I'm currently working on the following problem:

Given an array of M positive numbers, I need to get N blocks of contiguous numbers with some given length. For example, when I have the array:

6 9 3 2 8 1 6 9 7

When I need to find one block of length 3, the solution is [3,2,8] which has a total minimal sum of 13. When I need to find two blocks, the algorithm should give [3,2,8] and [1,6,9] since the sum of all elements in these blocks is minimal (29). It is given that the length of the sequence is always strictly larger than N times the length of a block (so there is always a solution).

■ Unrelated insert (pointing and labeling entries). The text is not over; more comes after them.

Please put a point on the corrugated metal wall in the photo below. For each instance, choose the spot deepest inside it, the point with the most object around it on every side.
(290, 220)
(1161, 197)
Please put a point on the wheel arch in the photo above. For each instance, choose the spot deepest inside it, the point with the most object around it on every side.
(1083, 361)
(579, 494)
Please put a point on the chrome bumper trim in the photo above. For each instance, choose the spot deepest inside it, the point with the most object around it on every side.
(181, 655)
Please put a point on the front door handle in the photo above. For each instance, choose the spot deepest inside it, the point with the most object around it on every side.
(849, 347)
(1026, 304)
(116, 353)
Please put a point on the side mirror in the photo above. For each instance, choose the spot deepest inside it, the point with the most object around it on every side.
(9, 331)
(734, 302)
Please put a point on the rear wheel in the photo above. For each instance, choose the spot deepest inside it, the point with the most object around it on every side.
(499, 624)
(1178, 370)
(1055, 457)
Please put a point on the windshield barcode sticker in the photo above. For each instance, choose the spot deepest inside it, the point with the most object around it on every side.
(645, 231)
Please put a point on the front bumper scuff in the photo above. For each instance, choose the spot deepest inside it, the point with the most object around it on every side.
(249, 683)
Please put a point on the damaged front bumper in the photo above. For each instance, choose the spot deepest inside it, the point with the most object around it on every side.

I think this problem is solvable by using DP but I currently can't see how. I'm struggling to find a recurrent relation between the subproblems. Could anyone give me a hand here?

Thanks in advance!

Answer 1

1. Calculate the sum of each block with the given length, and record them with the initial index. This can be done by a complexity of O(n). So you get a list like:

   index    sum
   0        18
   1        14
   2        13
   ...      ...
   

2. Due to the objective blocks could not overlap with each other, so each difference of their indexes can not be less than the given length. So you need to apply a simple dynamic planning algorithm on the list you got.

   if the block length is l, list length is n(say the list S[n]), and you want to find m blocks, then the

   F(n,m,l) = min { F(n-i-l,m-1,l) + S[n-i] } (for i = 0 ~ n-(m-1)*l)

The complexity of this step is O(nm) where m is how many blocks you want.

Finally the complexity is O(nm). Let me know if you need more details.